People who know Thompson or have taken his classes at TRU say it’s pretty easy to get him to talk about orangutans. When I sat down with him in Blenz the other day to tape a segment for Coffee With the Armchair Mayor on CBC’s Daybreak Kamloops, I’d originally intended to talk about newspapers.
He was perfectly willing to talk about that, too, but when we were setting things up by phone, he mentioned he was getting a group together to go to Borneo in July to visit orangutans, and I thought it would be interesting to talk about that instead of dead newspapers.
Thompson has real passion on the issue of saving orangutans from extinction.
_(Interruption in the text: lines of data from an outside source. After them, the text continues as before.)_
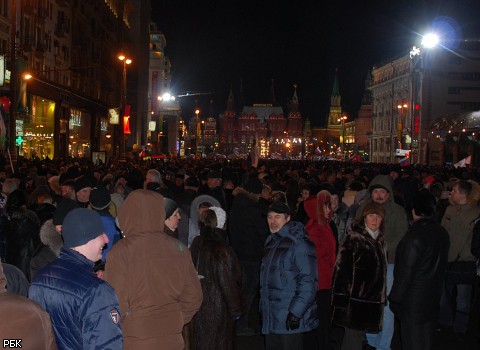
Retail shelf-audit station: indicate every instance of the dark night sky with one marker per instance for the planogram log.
(214, 44)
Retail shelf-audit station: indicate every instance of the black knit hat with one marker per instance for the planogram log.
(254, 185)
(65, 206)
(100, 198)
(170, 207)
(279, 208)
(80, 226)
(82, 182)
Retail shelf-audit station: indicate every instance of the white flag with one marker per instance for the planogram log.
(463, 163)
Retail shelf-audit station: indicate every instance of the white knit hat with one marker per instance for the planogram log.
(221, 216)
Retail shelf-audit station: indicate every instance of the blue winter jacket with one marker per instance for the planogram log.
(288, 280)
(83, 308)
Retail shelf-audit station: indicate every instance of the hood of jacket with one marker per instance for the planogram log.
(472, 198)
(196, 203)
(384, 181)
(50, 237)
(142, 211)
(314, 207)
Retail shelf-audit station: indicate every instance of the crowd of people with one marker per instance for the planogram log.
(188, 254)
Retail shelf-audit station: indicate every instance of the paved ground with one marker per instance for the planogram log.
(442, 341)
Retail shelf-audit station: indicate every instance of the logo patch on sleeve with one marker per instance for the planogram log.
(114, 315)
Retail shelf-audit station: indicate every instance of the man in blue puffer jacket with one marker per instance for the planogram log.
(288, 282)
(83, 308)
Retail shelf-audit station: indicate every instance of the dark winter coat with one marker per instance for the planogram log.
(49, 250)
(84, 309)
(23, 319)
(213, 325)
(22, 228)
(359, 285)
(247, 226)
(288, 280)
(420, 264)
(395, 221)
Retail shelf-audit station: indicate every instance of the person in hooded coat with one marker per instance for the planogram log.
(24, 319)
(213, 326)
(319, 209)
(153, 275)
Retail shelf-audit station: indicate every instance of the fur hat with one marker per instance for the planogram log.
(100, 198)
(221, 216)
(170, 207)
(65, 206)
(80, 226)
(254, 185)
(82, 182)
(279, 207)
(374, 208)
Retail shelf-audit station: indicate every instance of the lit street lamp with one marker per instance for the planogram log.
(401, 122)
(341, 120)
(198, 131)
(428, 41)
(123, 103)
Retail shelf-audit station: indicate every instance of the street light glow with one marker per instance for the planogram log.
(430, 40)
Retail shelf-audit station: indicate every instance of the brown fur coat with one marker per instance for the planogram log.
(359, 285)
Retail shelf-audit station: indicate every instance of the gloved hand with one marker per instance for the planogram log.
(292, 322)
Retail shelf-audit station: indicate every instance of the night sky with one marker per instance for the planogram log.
(214, 44)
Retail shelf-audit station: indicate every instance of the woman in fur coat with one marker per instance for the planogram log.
(220, 275)
(359, 285)
(319, 210)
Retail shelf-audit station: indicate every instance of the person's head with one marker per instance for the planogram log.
(65, 206)
(9, 185)
(179, 180)
(172, 214)
(192, 183)
(253, 185)
(83, 231)
(16, 200)
(209, 220)
(324, 207)
(214, 179)
(100, 199)
(305, 191)
(152, 175)
(278, 215)
(266, 192)
(67, 189)
(424, 205)
(279, 196)
(202, 207)
(379, 193)
(83, 187)
(460, 192)
(221, 216)
(373, 215)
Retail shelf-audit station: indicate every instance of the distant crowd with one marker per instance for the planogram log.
(190, 254)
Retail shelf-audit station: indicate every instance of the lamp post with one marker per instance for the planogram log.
(198, 131)
(401, 108)
(123, 138)
(429, 41)
(342, 134)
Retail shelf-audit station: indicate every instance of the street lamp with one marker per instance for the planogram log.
(198, 131)
(401, 108)
(126, 61)
(342, 134)
(429, 41)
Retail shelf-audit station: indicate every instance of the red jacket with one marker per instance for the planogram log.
(321, 234)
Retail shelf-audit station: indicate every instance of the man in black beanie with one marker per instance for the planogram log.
(420, 264)
(83, 187)
(84, 309)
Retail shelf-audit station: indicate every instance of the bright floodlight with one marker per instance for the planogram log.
(430, 40)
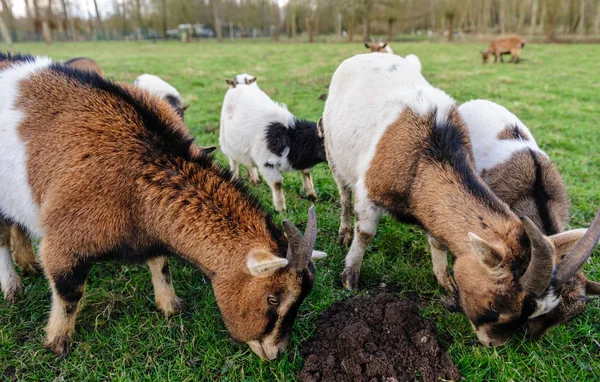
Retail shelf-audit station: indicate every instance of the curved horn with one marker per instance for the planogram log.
(538, 275)
(300, 247)
(582, 251)
(592, 287)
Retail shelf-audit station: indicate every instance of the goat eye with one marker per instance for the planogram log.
(273, 301)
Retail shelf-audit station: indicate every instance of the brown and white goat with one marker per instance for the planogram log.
(84, 63)
(102, 171)
(413, 159)
(509, 160)
(504, 45)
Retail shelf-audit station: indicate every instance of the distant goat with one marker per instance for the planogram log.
(509, 160)
(163, 89)
(504, 45)
(413, 159)
(379, 47)
(265, 137)
(103, 171)
(241, 79)
(84, 63)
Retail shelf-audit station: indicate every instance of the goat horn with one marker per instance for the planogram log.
(582, 251)
(592, 287)
(300, 247)
(538, 275)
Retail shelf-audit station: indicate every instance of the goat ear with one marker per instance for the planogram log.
(565, 241)
(318, 255)
(487, 254)
(263, 263)
(320, 127)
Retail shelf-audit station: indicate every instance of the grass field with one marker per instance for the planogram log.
(121, 335)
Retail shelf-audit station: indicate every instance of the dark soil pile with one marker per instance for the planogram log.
(378, 338)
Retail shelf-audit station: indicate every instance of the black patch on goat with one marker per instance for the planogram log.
(175, 104)
(306, 148)
(542, 197)
(448, 144)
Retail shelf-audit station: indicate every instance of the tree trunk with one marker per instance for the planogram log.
(5, 33)
(534, 8)
(501, 17)
(581, 16)
(450, 20)
(68, 20)
(217, 19)
(99, 19)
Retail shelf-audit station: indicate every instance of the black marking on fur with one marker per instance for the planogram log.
(22, 58)
(448, 144)
(542, 197)
(175, 104)
(306, 148)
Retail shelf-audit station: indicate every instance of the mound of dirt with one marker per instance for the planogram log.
(379, 338)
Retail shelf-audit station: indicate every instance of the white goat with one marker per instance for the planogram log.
(265, 137)
(401, 146)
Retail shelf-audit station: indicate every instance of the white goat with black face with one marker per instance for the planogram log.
(413, 159)
(265, 137)
(164, 90)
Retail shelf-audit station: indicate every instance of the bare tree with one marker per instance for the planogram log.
(217, 18)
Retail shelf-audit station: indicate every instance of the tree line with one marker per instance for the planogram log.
(348, 19)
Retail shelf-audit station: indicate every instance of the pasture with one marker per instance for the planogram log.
(121, 335)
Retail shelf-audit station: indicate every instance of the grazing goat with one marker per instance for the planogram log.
(265, 137)
(83, 63)
(505, 45)
(413, 159)
(379, 47)
(523, 176)
(162, 89)
(242, 79)
(103, 171)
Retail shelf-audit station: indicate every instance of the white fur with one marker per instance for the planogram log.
(16, 200)
(485, 120)
(414, 60)
(367, 93)
(246, 113)
(156, 85)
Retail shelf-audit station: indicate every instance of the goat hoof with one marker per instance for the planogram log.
(59, 346)
(345, 238)
(11, 294)
(350, 278)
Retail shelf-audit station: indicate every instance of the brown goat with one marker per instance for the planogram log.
(102, 171)
(84, 63)
(504, 45)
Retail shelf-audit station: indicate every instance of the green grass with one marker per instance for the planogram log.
(121, 335)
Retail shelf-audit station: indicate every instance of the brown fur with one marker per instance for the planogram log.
(86, 64)
(103, 190)
(504, 45)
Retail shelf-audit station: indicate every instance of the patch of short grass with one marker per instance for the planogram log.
(121, 335)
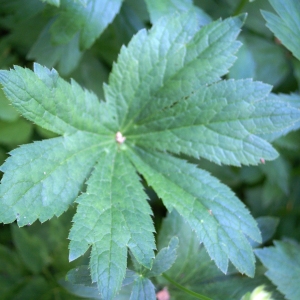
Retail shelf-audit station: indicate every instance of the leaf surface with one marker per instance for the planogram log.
(194, 270)
(112, 216)
(286, 26)
(164, 66)
(67, 108)
(164, 259)
(219, 123)
(42, 179)
(220, 220)
(283, 264)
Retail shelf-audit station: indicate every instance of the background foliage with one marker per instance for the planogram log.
(82, 46)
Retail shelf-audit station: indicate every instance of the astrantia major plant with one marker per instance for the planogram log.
(165, 97)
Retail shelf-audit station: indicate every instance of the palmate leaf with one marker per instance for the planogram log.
(166, 86)
(211, 209)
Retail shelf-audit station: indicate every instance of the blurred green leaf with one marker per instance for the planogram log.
(283, 264)
(52, 2)
(285, 25)
(195, 271)
(261, 60)
(31, 249)
(158, 9)
(89, 20)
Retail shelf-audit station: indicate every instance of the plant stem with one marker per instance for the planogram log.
(198, 296)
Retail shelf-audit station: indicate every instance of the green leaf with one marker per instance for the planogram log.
(68, 107)
(164, 259)
(219, 123)
(7, 112)
(158, 9)
(283, 264)
(42, 179)
(194, 270)
(89, 19)
(15, 133)
(260, 60)
(65, 57)
(27, 245)
(143, 289)
(121, 218)
(292, 100)
(220, 220)
(163, 67)
(286, 26)
(267, 226)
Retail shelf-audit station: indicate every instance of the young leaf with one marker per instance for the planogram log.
(283, 264)
(158, 9)
(89, 19)
(111, 215)
(220, 220)
(286, 26)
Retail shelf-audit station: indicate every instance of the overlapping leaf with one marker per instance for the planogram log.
(195, 272)
(166, 86)
(218, 217)
(286, 26)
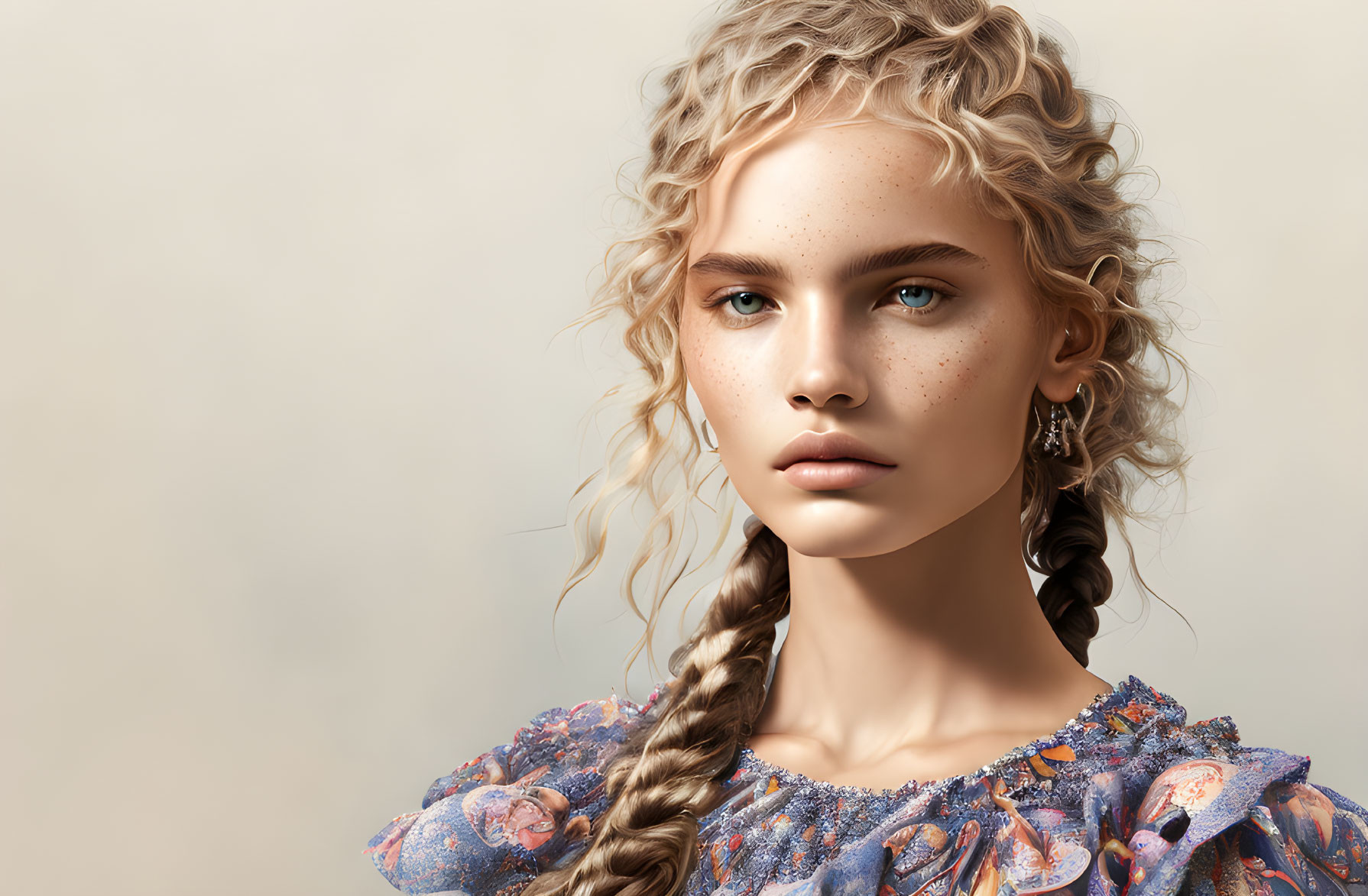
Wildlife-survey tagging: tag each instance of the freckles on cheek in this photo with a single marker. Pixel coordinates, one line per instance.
(943, 371)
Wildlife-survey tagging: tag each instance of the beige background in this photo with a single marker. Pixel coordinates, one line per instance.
(280, 285)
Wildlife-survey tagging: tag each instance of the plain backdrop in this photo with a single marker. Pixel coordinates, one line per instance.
(287, 435)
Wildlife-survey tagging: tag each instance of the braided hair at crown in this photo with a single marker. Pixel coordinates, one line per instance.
(669, 776)
(1068, 550)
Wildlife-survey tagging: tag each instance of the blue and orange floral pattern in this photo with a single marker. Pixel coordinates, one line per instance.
(1126, 799)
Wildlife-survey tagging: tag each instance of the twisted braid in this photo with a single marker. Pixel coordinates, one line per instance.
(1068, 550)
(646, 842)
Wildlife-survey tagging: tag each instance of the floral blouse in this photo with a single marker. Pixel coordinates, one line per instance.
(1126, 799)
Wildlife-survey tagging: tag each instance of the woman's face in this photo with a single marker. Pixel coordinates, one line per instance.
(834, 287)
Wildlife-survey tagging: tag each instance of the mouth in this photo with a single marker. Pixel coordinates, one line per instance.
(829, 448)
(844, 472)
(825, 461)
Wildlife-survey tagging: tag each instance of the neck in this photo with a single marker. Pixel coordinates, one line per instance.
(938, 641)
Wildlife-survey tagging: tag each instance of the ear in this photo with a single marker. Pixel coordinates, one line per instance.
(1075, 337)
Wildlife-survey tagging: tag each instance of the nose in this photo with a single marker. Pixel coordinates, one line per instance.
(824, 354)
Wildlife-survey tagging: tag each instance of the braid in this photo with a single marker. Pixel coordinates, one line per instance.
(646, 840)
(1068, 550)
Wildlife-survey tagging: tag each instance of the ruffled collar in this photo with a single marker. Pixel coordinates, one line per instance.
(1130, 693)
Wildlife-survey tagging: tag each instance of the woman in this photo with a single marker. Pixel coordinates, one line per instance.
(884, 242)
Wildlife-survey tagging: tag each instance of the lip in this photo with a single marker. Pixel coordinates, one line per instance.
(831, 475)
(827, 448)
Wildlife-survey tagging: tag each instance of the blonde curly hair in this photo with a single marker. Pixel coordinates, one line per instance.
(1000, 104)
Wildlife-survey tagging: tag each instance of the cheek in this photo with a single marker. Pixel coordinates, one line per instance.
(717, 370)
(966, 390)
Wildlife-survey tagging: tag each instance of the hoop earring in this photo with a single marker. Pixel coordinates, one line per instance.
(706, 439)
(1063, 429)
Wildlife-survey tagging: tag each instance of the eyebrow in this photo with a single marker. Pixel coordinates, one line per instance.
(757, 266)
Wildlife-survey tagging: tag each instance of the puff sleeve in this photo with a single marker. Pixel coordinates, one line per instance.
(1241, 823)
(493, 823)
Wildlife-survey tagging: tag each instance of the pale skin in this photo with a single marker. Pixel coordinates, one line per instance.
(916, 649)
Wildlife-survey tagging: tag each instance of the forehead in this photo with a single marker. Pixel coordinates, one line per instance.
(817, 190)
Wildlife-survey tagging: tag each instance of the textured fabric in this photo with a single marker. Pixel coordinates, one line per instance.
(1126, 799)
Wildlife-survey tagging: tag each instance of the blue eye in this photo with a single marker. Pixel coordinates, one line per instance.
(753, 297)
(916, 294)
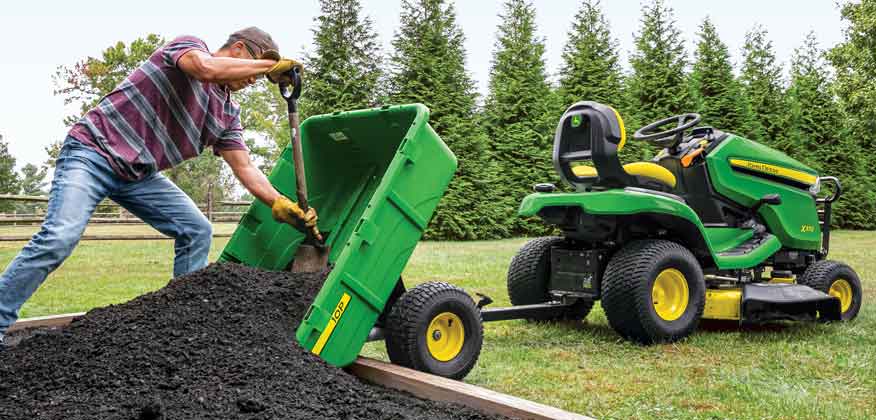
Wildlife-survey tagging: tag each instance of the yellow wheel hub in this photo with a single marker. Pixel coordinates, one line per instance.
(842, 290)
(670, 294)
(445, 336)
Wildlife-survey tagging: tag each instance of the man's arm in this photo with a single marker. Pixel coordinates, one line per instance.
(251, 177)
(209, 69)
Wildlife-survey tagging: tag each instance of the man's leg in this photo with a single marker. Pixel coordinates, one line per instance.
(160, 203)
(82, 179)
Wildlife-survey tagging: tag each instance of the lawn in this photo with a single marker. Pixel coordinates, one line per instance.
(781, 371)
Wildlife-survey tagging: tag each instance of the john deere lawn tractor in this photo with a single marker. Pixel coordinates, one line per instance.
(715, 226)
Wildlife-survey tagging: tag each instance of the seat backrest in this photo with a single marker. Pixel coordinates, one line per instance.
(591, 132)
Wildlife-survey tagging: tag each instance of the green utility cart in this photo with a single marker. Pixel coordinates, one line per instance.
(375, 177)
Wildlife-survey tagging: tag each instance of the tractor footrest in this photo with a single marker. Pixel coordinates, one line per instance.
(793, 302)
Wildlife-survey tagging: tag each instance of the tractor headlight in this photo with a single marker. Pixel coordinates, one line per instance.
(815, 188)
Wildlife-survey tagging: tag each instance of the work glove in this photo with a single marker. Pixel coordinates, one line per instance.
(279, 72)
(286, 211)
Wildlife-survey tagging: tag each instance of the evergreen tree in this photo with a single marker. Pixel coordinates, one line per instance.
(854, 61)
(9, 181)
(819, 137)
(763, 89)
(342, 72)
(815, 119)
(855, 88)
(428, 66)
(658, 86)
(719, 98)
(591, 68)
(518, 114)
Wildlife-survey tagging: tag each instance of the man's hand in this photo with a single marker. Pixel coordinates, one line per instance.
(277, 73)
(286, 211)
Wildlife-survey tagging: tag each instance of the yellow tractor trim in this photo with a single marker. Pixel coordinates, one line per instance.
(651, 170)
(584, 171)
(340, 308)
(842, 290)
(643, 169)
(723, 304)
(782, 280)
(792, 174)
(620, 122)
(670, 294)
(445, 336)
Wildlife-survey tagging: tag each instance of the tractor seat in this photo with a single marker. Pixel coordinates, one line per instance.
(647, 170)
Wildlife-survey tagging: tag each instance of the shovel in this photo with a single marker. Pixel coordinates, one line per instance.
(312, 254)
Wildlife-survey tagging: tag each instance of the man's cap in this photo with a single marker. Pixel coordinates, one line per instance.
(257, 40)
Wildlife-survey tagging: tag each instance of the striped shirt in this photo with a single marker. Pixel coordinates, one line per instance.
(160, 116)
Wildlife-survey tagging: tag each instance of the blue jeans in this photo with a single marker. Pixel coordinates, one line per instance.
(82, 179)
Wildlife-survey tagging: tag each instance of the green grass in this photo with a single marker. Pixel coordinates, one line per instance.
(780, 371)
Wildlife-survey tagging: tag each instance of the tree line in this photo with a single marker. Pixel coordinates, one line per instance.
(822, 113)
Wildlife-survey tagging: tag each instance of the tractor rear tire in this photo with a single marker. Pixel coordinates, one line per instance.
(435, 328)
(839, 280)
(529, 276)
(653, 291)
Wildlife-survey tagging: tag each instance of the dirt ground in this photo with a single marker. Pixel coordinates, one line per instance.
(217, 344)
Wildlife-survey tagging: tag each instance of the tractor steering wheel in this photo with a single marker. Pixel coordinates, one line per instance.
(669, 138)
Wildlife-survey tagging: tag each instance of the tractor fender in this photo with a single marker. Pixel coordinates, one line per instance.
(669, 211)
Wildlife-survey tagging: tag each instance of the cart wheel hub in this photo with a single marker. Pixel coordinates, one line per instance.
(670, 294)
(445, 336)
(842, 290)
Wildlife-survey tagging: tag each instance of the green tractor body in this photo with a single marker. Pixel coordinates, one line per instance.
(715, 226)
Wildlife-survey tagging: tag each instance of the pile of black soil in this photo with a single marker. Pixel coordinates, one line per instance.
(218, 344)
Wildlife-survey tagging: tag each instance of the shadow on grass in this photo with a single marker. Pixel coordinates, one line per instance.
(770, 332)
(784, 331)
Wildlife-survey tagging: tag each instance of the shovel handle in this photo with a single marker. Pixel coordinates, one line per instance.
(291, 96)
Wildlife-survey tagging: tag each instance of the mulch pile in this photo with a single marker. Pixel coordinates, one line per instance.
(218, 344)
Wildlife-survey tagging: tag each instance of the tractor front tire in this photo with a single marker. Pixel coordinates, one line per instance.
(838, 280)
(653, 291)
(435, 328)
(529, 276)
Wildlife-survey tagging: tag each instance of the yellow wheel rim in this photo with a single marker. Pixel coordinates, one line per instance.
(445, 336)
(842, 290)
(670, 294)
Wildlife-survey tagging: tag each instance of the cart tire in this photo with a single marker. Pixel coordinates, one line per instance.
(839, 280)
(435, 328)
(529, 274)
(653, 292)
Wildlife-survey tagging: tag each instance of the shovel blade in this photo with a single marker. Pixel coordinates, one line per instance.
(310, 259)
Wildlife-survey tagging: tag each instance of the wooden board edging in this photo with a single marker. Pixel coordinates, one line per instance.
(45, 321)
(420, 384)
(438, 388)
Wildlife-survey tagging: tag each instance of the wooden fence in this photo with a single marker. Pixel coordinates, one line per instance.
(216, 212)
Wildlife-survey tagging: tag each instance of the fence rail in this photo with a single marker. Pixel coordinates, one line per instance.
(212, 210)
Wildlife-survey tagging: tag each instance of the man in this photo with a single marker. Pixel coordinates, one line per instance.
(170, 109)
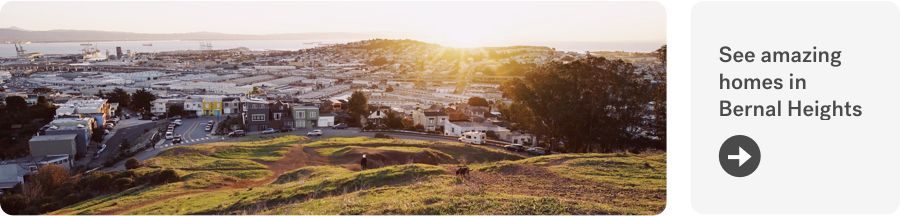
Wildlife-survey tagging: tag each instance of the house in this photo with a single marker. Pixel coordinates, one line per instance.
(326, 119)
(231, 106)
(212, 106)
(62, 144)
(81, 127)
(376, 117)
(256, 115)
(194, 105)
(15, 171)
(457, 128)
(433, 121)
(281, 114)
(96, 108)
(158, 106)
(333, 104)
(306, 116)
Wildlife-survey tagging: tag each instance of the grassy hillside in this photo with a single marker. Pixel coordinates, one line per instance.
(293, 176)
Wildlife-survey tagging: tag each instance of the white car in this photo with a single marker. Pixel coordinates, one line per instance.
(473, 137)
(314, 133)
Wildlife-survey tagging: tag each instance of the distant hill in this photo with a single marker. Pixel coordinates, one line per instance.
(19, 34)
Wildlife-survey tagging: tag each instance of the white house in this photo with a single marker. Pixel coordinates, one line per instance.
(158, 106)
(457, 128)
(326, 120)
(194, 105)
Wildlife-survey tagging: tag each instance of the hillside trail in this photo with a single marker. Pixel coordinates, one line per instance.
(298, 157)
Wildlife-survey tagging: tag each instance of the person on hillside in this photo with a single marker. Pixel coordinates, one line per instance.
(362, 163)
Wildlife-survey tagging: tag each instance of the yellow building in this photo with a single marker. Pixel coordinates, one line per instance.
(212, 106)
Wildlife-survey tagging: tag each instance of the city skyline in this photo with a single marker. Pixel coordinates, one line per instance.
(466, 24)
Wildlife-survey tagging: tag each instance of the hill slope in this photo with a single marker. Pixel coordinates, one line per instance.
(405, 177)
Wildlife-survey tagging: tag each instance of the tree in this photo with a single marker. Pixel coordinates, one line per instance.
(358, 106)
(132, 163)
(477, 101)
(16, 103)
(50, 177)
(141, 99)
(591, 104)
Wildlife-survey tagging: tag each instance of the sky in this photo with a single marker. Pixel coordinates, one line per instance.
(467, 22)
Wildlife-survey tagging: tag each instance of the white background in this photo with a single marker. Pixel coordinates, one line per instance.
(846, 165)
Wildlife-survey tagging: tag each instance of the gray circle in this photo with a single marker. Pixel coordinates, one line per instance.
(733, 146)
He’s been doing his part for many years and, as he admits, he knows much more about orangutans than most people.
In fact, during the taping I suggested to him that if you asked 10 people what they knew about orangutans, it probably wouldn’t be much more than that they’re orange and hairy and look like they’re fun to be around.
And, some among us might remember Clyde, Clint Eastwood’s orang-utan buddy in the 1978 flick Every Which Way But Loose.
I wanted to know if we’ve been misled by Hollywood. Maybe, I suggested, orangutans are like chimpanzees. We used to think chimpanzees stayed small and cute and lovable forever, like Cheetah in the Tarzan movies.
Then we found out they grow up to be big, ugly and plain mean.
No, said Thompson, orangutans really are gentle creatures, because they’re solitary, unlike chimps and gorillas. They don’t need the competitive instincts their cousin apes do.
“Orangutans are a much more gentile, much more passive species,” he told me.
Given how much he puts in to saving them, I was surprised at the answer when I asked if they can be be saved. “I think it’s a lost cause,” he said. “I don’t think we can save them.”
The reason is that their forests are being destroyed by logging. They’re tree-dwellers and can’t live without the forest. But Thompson says we should try, because saving the orangutans is good for us as well as them.
“Orangutans demonstrate the degree of the state of crisis we’ve reached — we’re on the brink of destroying a sentient being that is kin to us.”
There’s something noble about expecting to fail but trying anyway. I hope Thompson proves himself wrong about saving orangutans.